Many financial experts will tell you this is the right time to pay off your bills and debts using a debt consolidation loan. Why? The interest rates on such loans are at their lowest. So, if you have some debts on your credit cards or you accumulated bills courtesy of the Covid-19 pandemic, a debt consolidation loan will come in handy to bail you out faster.
Can you get a debt consolidation loan?
The short answer is yes, but we need to look at it a little further.
How a Debt Consolidation Works
A debt consolidation loan combines your medical bills, credit card debts, and all other debts into one low-interest loan. Once your loans get merged you’ll only have a single monthly repayment. If you have multiple loans, their interests will accumulate, making it difficult to repay the loans without defaulting. This is what debt consolidation eliminates.
Another advantage of debt consolidation is that its interest isn’t compounded. The rate at which you are repaying the loan will remain constant until you clear the loan. Debt consolidation loans are unsecured and can be obtained from online lenders, credit unions, and banks. Some lenders offer instant online loan approval and prequalification, while others may require you to provide some supporting documents before approval.
Because debt consolidation loans aren’t secured, lenders will require you to meet their debt-to-income ratio threshold. The interest rate at which the loan is offered will depend on your credit score; the higher the credit score, the lower the interest rate.
Some unsecured debts you can pay using a debt consolidation loan include:
- Payday loans
- Personal loans
- Medical bills
- Credit card debts
Can You Qualify For Debt Consolidation Loan?
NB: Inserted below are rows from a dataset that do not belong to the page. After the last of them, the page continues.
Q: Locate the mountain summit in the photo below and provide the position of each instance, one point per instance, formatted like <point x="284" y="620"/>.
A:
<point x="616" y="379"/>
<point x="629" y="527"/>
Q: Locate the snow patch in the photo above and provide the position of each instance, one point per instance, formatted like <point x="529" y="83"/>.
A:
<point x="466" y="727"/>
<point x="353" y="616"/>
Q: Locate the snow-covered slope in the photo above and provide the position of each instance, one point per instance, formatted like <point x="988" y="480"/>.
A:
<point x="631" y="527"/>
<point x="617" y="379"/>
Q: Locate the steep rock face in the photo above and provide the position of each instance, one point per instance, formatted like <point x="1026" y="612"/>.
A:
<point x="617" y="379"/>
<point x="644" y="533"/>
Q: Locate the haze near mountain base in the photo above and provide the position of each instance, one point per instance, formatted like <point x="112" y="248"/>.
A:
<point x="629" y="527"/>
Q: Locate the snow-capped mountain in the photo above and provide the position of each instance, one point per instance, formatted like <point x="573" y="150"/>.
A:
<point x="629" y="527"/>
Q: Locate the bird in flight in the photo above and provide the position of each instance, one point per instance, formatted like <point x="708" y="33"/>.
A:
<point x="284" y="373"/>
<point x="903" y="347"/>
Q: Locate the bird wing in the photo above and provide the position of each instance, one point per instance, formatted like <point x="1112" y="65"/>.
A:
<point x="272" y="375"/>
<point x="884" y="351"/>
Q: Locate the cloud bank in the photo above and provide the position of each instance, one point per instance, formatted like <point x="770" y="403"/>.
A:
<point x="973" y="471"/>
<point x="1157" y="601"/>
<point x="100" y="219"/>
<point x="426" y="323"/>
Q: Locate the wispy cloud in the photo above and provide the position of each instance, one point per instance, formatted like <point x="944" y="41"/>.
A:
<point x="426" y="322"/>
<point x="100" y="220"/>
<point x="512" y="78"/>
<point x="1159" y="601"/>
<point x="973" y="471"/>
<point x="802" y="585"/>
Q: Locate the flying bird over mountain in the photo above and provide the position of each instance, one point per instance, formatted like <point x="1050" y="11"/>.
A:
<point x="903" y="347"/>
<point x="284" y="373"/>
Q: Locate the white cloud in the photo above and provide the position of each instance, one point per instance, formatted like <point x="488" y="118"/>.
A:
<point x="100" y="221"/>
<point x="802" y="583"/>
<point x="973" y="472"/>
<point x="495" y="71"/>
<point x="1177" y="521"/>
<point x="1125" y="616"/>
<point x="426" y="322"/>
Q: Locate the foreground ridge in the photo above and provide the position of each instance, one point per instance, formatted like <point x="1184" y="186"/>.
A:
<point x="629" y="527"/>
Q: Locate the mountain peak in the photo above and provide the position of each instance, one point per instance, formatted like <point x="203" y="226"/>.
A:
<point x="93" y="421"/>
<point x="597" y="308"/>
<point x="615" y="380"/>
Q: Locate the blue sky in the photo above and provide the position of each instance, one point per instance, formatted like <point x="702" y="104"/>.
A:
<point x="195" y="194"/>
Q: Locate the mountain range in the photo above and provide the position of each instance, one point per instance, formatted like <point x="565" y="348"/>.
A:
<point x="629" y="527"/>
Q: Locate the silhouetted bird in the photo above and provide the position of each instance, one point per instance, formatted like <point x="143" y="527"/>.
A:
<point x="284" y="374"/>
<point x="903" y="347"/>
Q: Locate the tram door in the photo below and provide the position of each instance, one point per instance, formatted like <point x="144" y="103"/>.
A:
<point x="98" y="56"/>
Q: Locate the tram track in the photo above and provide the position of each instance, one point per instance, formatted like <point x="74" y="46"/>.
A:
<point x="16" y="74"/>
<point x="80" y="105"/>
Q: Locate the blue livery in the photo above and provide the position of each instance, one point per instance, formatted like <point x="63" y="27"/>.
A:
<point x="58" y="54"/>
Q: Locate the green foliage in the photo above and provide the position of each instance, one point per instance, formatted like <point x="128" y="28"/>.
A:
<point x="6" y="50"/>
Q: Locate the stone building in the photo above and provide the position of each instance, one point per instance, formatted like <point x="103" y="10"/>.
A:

Before you start shopping around for a lender, you must find out whether you stand a chance to get the loan and at a reasonable rate. Many lenders consider the following factors:
Credit Score
Lenders set the minimum credit score for a debt consolidation loan. In most cases, you can qualify for a consolidation loan if you have a good (680 or better) or a fair credit score. With a fair credit score, your interest rate will be higher than those with a good credit score. This is because lenders will consider you a high-risk borrower. With an excellent credit score, you’ll get the best deal of all.
Borrower’s Income
Just like credit score, lenders set minimum income for their loan applicants. Specifically, they look at the debt-to-income ratio. A lower debt-to-income ratio will qualify you for the best loan terms. This is because it means you’ll only spend a low percentage of your income to service the debt. Some lenders allow a debt-to-income ratio of as high as 50%. A 50% debt-to-income ratio means you are using half of your monthly income to repay the loan.
Credit History
Your credit history is the way you’ve been repaying your loans. If your credit history is free from foreclosures, repossessions, tax liens, bankruptcies, or loan defaults, you’ll likely get a consolidation loan at a low-interest rate. Anything that stains your credit highly reduces your chances of getting a loan or increases your chances of getting a loan at a high-interest rate. A bad credit history means you are a high-risk borrower.
Who Are The Best Lenders?
The best lender is one that offers the lowest interest rate and approves your loan request faster. When searching for the best lender, consider factors such as:
- Customer service ratings
- Repayment options
- Penalties and fees
- Loan terms
- Interest rates
- The speed at which the loan gets approved
Note that some lenders put restrictions on how the borrower uses the loan. Some lenders don’t allow the loans to be used on business expenses or college fees.
Some of the best lenders are:
- LightStream
- PenFed Credit Union
- Payoff
- Rocket Loans
- Avant
- Marcus
- SoFi
- Best Egg
- LendingClub
Can you get a debt consolidation loan? Yes. But as you can see, whether or not you should depend on your credit score, income level, and your credit history. The greatest advantage of debt consolidation loans is that they can boost your credit score. But for this to happen, you must use the loan to repay your debts.